Well, I am blown away with how this run went. I thought my pace wasn’t there. I thought it would be hard to hold a 9 minute mile for the 7.5 miles I was running. But no. (and in case the title of this blog post didn’t give it away – I came out of it with two PRs!).
The HBF Run for a Reason holds 3 events, a half marathon, a 12km, and a 4km. As you know, I chose the 12km. I decided I didn’t want to train for another half marathon, but I did want to push myself to go a little faster. The 12km was ideal, as it is an automatic PR- I’ve never run a 12km before. I was almost going to drop to the 4km run, my friend talked me out of it (quite easily) and I didn’t think I had done much serious speedwork to get me a 4km PR.

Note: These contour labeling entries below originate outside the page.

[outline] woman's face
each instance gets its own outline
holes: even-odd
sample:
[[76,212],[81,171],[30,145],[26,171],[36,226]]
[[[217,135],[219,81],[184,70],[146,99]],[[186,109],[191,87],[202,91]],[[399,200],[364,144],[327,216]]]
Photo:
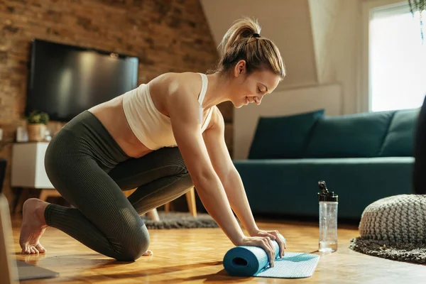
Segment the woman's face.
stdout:
[[252,102],[261,104],[263,96],[273,92],[280,79],[269,70],[254,71],[247,76],[244,60],[236,64],[233,75],[231,101],[239,109]]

The 12km run started at 8am – a perfect time. Having jet lag, I was awake at 3am to around 4:30am, fell asleep for a little, then woke at 5am and decided to get up. I did go to bed super early the night before, so I felt really refreshed – sometimes jet lag is the best!! I ate some breakfast, a couple of cups of coffee and was ready to brave the cold trek into the city. My mum (who walked the 4km) and I caught the train to get into the city. HBF really puts on a great event, free public transport, and the race start is right by the city’s station – no long walks to the start line! We left my mum’s house at 7am and were in the city, at the start, at 7:30am. What a perfect start!
The race is actually a little bit of a blur. It’s also the only race that I have run that only has kilometer markers and no mile markers (obviously – as we are in Australia!). It didn’t bother me, but I was also trying not to look at my watch too much, so I can’t really recall how I was feeling at certain points.. But let’s try.
The start was crowded, and everyone rushed off – they were speedy! I was trying to go at my pace, my game plan: stick with 9min/miles for the first half, and try to speed up from there. Well, it didn’t really work out that way. I was getting pulled along by the crowd, and going a little faster than I would have liked. I tried to run easy, and noticed my watch was averaging around a 8:50min/mile for the first kilometer. I decided to try and stick with this pace, as it felt incredibly good (probably due to the cold weather). The first mile ticked past, I looked at my watch and it said I was at a 8:49min/mile. Ok, I can do that – let’s try to stick with that pace.
I think kilometers 3- 4 went through the Graham Farmer Tunnel – which was pretty cool running on a freeway, going through the tunnel – though it got very warm! I was excited to see the light at the end of the tunnel – I knew cooler temperatures would be out there! I didn’t look at my watch for miles 2 and 3 – I just ran by feel, trying to stay comfortable. Mile 4 I glanced down and got a complete shock – 8:23min/mile. I think there was a bit of a downhill during that mile! I felt good, and just kept trying to run easy. Mile 6 is where I decided that with 2 and a half miles to go I could try to push a little. However, the last two and a half miles is also where there where quite a few congested areas. I think the 12km group had started coming up on some of the half marathon group, so it got a little crazy, and also some turns and tight areas.
Counting down, and knowing I only had one mile to go I tried to push on, not going all out, but definitely going harder that what was comfortable for me. We ended up running into Gloucester Park – where Perth holds the horse trotting – so we ran on the course where the horses run! That is a first!
I crossed the finish line to see 1:04:xx. And to be honest, I was a little disappointed that it wasn’t 1:03 – but I knew I had run a great race. And, as it turns out my watch told me I ran it under 1:04!
I also mentioned two PR’s that I had broken – the other one? Well, that’s my 10km! I managed to knock nearly a minute off that time! My question is do I count it? I mean, it isn’t a stand alone PR… so does it count?